Every year during the holy Hajj pilgrimage, countless Muslims participate in the ritualistic "stoning" of Satan by casting millions of stones at a large wall. The "stoning" ritual is typically done once Muslims reach Mina, located just outside of Mecca.
Millions of Muslims reached the holy destination Monday after the stoning of Satan, also known as "Jamarat." The celebration commemorates Abraham’s stoning of the devil when he was tempted to disobey God.
Pilgrims cross a “stoning bridge” to cast the stones, which are about the size of gravel, at walls. The bridge cost more than $1 billion U.S. dollars to erect over the past decade. The bridge was built expressly to prevent overcrowding.

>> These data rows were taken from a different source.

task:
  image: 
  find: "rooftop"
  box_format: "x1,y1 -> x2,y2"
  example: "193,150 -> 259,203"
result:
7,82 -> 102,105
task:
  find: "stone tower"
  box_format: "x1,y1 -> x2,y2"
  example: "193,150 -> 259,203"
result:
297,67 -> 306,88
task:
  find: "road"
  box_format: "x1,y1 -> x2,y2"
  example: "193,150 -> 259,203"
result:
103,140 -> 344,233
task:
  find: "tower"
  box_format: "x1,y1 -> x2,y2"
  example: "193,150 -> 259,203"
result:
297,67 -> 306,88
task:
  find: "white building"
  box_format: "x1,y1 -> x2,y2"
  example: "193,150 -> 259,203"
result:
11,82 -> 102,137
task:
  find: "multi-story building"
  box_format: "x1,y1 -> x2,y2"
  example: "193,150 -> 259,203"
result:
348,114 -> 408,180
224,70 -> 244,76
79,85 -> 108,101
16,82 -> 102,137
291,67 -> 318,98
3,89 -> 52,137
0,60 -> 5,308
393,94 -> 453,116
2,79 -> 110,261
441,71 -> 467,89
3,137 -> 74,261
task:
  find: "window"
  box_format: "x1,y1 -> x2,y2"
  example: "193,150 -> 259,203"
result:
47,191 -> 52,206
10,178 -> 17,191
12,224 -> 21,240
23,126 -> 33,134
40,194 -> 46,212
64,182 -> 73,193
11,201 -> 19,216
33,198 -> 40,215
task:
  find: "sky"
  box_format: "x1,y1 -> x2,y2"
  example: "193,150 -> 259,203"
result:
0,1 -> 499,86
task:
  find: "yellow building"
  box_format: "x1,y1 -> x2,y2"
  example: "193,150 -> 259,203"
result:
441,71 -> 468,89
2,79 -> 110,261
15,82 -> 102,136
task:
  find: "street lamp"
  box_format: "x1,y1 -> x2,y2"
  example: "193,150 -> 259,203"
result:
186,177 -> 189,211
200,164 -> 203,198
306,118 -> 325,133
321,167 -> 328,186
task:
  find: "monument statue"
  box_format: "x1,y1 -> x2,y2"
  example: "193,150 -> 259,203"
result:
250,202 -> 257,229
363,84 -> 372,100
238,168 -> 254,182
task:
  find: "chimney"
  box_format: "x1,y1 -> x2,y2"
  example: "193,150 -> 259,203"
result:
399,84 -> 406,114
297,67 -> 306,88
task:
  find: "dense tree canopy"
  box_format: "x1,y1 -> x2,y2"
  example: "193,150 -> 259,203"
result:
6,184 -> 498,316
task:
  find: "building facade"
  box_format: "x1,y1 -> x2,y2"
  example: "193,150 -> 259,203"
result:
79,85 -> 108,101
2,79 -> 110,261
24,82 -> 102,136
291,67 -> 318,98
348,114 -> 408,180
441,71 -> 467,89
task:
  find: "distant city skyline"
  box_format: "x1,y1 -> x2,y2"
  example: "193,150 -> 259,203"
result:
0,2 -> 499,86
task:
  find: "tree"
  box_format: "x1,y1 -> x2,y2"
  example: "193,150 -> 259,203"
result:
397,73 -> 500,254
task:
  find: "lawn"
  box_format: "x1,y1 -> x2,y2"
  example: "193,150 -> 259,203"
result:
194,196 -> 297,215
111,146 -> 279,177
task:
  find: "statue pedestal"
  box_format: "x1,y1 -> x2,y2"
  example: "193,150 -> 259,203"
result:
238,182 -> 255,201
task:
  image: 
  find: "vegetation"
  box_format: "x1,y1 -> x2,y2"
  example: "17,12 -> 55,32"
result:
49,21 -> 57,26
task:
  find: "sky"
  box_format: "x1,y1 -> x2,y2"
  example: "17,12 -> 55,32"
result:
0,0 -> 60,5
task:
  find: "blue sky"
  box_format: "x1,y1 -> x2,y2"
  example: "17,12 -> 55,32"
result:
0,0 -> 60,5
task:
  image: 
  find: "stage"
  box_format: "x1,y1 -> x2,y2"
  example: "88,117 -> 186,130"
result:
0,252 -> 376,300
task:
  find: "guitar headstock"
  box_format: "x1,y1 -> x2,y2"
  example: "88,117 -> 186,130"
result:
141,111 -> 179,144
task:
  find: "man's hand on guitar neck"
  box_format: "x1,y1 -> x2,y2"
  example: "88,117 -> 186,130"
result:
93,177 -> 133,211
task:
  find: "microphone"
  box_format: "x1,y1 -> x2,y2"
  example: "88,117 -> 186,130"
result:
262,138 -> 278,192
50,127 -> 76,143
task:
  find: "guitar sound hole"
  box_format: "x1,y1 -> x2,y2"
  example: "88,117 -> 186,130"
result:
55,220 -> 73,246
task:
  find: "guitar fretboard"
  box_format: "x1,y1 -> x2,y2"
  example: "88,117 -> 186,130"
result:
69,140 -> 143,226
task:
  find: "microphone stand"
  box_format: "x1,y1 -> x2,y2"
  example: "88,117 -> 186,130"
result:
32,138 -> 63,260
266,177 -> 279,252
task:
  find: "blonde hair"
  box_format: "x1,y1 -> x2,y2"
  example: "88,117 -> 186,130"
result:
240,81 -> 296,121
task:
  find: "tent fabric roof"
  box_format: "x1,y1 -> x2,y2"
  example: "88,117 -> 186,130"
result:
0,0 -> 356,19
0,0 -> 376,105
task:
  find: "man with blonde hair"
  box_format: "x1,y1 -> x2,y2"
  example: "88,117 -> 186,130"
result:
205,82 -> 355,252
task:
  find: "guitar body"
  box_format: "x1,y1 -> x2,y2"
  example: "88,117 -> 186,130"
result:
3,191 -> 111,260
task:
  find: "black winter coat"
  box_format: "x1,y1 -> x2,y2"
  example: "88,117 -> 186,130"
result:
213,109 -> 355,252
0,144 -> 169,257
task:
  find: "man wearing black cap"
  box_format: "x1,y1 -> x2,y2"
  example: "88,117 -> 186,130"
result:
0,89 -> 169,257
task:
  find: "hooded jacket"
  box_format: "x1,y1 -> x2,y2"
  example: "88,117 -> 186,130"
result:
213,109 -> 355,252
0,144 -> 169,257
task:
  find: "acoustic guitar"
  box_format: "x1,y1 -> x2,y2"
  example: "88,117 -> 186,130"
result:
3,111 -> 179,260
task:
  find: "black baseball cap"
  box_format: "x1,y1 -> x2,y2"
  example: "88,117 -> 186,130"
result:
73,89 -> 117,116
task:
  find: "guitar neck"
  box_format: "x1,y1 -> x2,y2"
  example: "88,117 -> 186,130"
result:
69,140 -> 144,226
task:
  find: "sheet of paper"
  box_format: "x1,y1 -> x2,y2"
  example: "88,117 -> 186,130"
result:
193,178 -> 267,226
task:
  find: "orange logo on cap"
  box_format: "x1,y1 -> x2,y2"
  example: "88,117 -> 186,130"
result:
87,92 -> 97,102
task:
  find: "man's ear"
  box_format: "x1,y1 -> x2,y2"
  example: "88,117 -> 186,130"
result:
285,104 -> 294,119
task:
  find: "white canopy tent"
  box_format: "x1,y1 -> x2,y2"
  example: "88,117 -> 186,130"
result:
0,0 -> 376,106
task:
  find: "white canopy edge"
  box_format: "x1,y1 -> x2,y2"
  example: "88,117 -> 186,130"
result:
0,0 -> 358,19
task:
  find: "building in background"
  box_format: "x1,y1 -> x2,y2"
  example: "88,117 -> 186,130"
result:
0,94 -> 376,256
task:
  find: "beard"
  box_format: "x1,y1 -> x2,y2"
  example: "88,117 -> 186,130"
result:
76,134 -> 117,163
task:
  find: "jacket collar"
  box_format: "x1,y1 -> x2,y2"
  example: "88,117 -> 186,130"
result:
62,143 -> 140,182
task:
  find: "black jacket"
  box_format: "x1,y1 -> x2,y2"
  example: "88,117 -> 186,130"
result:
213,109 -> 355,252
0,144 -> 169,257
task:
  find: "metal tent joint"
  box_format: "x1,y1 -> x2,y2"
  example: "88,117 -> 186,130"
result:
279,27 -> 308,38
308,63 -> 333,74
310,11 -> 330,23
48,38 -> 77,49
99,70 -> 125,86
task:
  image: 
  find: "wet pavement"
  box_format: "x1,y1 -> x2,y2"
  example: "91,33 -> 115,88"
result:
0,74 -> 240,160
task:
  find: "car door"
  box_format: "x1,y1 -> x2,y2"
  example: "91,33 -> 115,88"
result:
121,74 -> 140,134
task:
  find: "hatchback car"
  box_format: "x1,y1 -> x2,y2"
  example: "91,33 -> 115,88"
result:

Hajj officially began Saturday and is the fifth pillar of the Islamic faith, which requires Muslims to embark on the religious journey at least once in their lifetimes. Other Hajj rituals include “tawaf,” or the circling of the large Kaaba, and "Sa’ee," where pilgrims walk between two hills – Marwah and Safa – seven times.
A stampede took place last year during the stoning ritual and hundreds of Muslims were killed. Riyadh claims 769 died, while foreign officials put the stampede tally at about 2,300 victims.
This year, extra safety percussions were added to help guide the crushing crowds.
"There has been a clear improvement," Saudi pilgrim Ibrahim Ayed, 40, told reporters about his return for the Hajj.
Saudi Arabia’s King Salman congratulated pilgrims Tuesday and said he wished that "this occasion brings bounties and blessings."
"We are all honored to serve pilgrims and stay up the nights for their comfort. We spare no effort to provide safety and comfort so that they perform their rites with ease and peace of mind," he added.